Cian acknowledged Blair’s comment with another lift of his glass. “Looks like I’ll be tossing that confetti after all.”

“That’s a kick in the arse, isn’t it. I’d forgotten.” Larkin pursed his lips before drinking again. “So we’ll find a way around it. As I understand it, we six must go, so there must be a way to do it. We just need to find it.”

“We go together,” Hoyt said and set his tea aside, “or we don’t go at all.”

“Aye.” Larkin nodded in agreement. “We leave no one behind. And we’re taking the horse this time.” He remembered himself, smiled easily at Cian. “If it’s all the same to you.”

“We work the problem. Any magical solutions spring to mind?” Blair asked Hoyt.

“The goddess must intercede. She must. If we attempt, Glenna and I, to open this ourselves to let Cian through, we could change it all, disrupt the power, close it altogether so no one gets through—or out again.”

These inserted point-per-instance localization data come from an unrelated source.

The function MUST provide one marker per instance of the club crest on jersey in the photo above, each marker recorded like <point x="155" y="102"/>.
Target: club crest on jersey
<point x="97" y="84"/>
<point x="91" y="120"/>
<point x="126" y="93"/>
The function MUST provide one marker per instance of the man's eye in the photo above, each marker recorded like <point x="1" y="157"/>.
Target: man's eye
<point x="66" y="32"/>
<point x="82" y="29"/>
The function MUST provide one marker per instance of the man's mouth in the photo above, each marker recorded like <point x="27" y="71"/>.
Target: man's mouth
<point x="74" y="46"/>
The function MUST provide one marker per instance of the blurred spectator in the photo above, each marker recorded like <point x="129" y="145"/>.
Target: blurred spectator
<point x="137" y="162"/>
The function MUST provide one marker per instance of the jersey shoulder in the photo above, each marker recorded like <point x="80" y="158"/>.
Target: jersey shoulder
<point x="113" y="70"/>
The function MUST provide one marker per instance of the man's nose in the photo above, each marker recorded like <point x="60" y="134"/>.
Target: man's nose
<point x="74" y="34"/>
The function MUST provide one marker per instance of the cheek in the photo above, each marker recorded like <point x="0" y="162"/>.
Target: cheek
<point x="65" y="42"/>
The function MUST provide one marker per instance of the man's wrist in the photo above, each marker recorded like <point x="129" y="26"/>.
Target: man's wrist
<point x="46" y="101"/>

“Every time you change the nature of something,” Glenna explained, “you risk repercussions. Magic has a lot in common with physics, really. The circle is a holy place, sacred ground, and we can’t mess with that. But at the same time, Cian’s meant to go, and at the goddess’s behest. So we’ll work on the loophole.”

“If there’s another way, another portal that Lilith needs to use, maybe Cian’s supposed to use that.” Blair frowned at him. “It’d be my second choice. I don’t like separating, especially on moving day.”

“Added to the fact,” he reminded her, “that I don’t know where in the bloody hell that portal or window might be.”